Ensuring Surface Quality

It is recognized that even though lenses can be measured to be within tolerance via conventional local power checking techniques, they can still be strongly defective. By using the method described above, mapping the loose lens with reflection and transmission and comparing the measured values against the data with the expected design, numerous key digital surfacing manufacturing defects may be identified that would not be recognized by conventional inspection techniques.

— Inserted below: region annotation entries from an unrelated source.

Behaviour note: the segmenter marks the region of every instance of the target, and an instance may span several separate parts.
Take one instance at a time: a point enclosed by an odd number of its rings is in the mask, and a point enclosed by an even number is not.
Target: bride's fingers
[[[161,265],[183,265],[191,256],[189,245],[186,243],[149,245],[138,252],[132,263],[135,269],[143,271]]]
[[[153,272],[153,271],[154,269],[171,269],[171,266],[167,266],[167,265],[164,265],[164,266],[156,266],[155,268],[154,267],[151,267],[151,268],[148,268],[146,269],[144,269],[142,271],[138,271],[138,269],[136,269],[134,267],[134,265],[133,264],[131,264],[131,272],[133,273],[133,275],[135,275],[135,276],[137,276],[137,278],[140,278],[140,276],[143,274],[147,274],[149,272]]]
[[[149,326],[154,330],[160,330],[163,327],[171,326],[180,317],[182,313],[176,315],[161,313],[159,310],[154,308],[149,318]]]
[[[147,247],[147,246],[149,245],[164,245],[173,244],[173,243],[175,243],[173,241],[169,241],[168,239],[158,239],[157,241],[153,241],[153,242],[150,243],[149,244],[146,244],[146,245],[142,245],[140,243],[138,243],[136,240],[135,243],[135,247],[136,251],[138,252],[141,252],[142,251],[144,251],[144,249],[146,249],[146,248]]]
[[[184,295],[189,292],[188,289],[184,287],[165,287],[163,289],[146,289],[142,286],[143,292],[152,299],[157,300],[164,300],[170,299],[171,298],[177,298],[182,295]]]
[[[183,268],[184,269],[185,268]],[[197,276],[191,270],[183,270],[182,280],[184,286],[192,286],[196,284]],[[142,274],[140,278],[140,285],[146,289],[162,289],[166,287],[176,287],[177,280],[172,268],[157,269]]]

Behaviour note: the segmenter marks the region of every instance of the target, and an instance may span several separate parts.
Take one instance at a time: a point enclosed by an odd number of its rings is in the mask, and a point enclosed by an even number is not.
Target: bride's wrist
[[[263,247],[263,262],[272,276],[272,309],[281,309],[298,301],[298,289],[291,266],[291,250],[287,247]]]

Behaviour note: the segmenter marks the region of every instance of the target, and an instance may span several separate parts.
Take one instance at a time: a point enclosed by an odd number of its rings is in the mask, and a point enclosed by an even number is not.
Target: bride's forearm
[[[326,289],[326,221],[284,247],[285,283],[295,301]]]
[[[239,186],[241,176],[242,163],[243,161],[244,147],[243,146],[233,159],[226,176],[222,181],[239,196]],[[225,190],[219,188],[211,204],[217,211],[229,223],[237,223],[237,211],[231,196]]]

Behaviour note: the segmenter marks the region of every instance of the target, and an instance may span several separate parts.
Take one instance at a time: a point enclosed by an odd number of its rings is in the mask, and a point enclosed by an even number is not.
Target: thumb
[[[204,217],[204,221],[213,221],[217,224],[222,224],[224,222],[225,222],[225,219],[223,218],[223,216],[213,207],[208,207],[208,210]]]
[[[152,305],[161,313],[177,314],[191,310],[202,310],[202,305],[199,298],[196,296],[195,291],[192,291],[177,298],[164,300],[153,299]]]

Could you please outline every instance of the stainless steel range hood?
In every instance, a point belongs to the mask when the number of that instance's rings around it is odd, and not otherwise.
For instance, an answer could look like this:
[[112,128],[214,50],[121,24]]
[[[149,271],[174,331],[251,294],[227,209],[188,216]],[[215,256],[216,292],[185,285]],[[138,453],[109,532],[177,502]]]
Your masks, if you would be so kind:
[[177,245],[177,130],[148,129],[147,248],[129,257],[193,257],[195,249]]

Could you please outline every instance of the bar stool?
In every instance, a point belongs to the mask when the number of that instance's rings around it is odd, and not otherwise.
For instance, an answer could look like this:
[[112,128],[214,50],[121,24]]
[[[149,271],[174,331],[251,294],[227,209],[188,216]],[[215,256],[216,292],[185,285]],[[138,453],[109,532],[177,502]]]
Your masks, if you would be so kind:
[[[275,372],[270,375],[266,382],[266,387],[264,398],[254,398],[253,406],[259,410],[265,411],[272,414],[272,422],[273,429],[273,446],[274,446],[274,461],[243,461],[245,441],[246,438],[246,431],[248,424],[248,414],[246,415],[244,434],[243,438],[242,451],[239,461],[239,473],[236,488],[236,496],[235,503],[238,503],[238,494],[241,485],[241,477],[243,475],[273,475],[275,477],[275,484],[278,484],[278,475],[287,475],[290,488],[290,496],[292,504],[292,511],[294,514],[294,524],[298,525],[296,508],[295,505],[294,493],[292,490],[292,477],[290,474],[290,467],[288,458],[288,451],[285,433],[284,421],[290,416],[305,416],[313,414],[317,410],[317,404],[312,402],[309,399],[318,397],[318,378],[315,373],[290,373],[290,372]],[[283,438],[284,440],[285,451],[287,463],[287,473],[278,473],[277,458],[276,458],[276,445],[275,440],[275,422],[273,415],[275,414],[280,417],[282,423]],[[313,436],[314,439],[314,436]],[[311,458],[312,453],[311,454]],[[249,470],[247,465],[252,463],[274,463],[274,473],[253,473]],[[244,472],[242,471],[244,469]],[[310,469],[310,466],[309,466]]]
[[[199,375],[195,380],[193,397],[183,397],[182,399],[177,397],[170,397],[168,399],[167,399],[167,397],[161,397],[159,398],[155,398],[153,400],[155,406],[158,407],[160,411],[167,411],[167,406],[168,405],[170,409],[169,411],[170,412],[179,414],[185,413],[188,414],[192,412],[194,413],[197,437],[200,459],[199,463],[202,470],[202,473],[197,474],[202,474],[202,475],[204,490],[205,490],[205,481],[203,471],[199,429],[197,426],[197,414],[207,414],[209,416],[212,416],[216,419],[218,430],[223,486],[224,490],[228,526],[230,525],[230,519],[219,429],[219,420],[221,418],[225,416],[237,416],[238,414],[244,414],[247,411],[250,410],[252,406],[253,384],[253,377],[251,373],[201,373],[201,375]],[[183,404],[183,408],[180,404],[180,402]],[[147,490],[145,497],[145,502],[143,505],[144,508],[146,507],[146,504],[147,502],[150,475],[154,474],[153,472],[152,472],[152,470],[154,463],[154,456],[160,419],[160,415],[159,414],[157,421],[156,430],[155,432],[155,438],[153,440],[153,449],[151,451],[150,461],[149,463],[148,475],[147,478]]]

Surface defects like the lathing dimple in the center of the lens that can develop as a result of a worn tool or misaligned spindle may escape detection without careful lens mapping analysis. The polishing process for free form is intended to remove very little stock. When unexpected variables are introduced into the digital generating and polishing processes such small stock removal may not be sufficient to remove all these lathing marks. Unfortunately the defect may not be apparent with conventional measuring techniques and the system we have described above is needed.

Tools for Control

The challenge to set up, improve and maintain an effective digital surfacing process is a reality for many labs. Their efforts to manage the process is now supported with the availability of these new measurement and control tools. By measuring the power of the lens aligned in the proper zone with an accurate system that exchanges data with the host and by evaluating the lens using the reflection and transmission lens mapping, the free form process can be further controlled by identifying defects earlier and leading to a proactive preventative program that will stop problems and unnecessary scrap before they begin. Lens mapping and accurate power measurement will also result in reduced returns from the eye care provider and an improved acceptance rate from their patients.

The primary goal of measuring the resultant lens from the digital surface process is to ensure that the lenses provided to the patient address the visual correction needs as identified by the eye care provider and as conceived by the lens designer. The consistency of doing this with success is dependent upon feedback to the lab so the process of making these lenses is under control.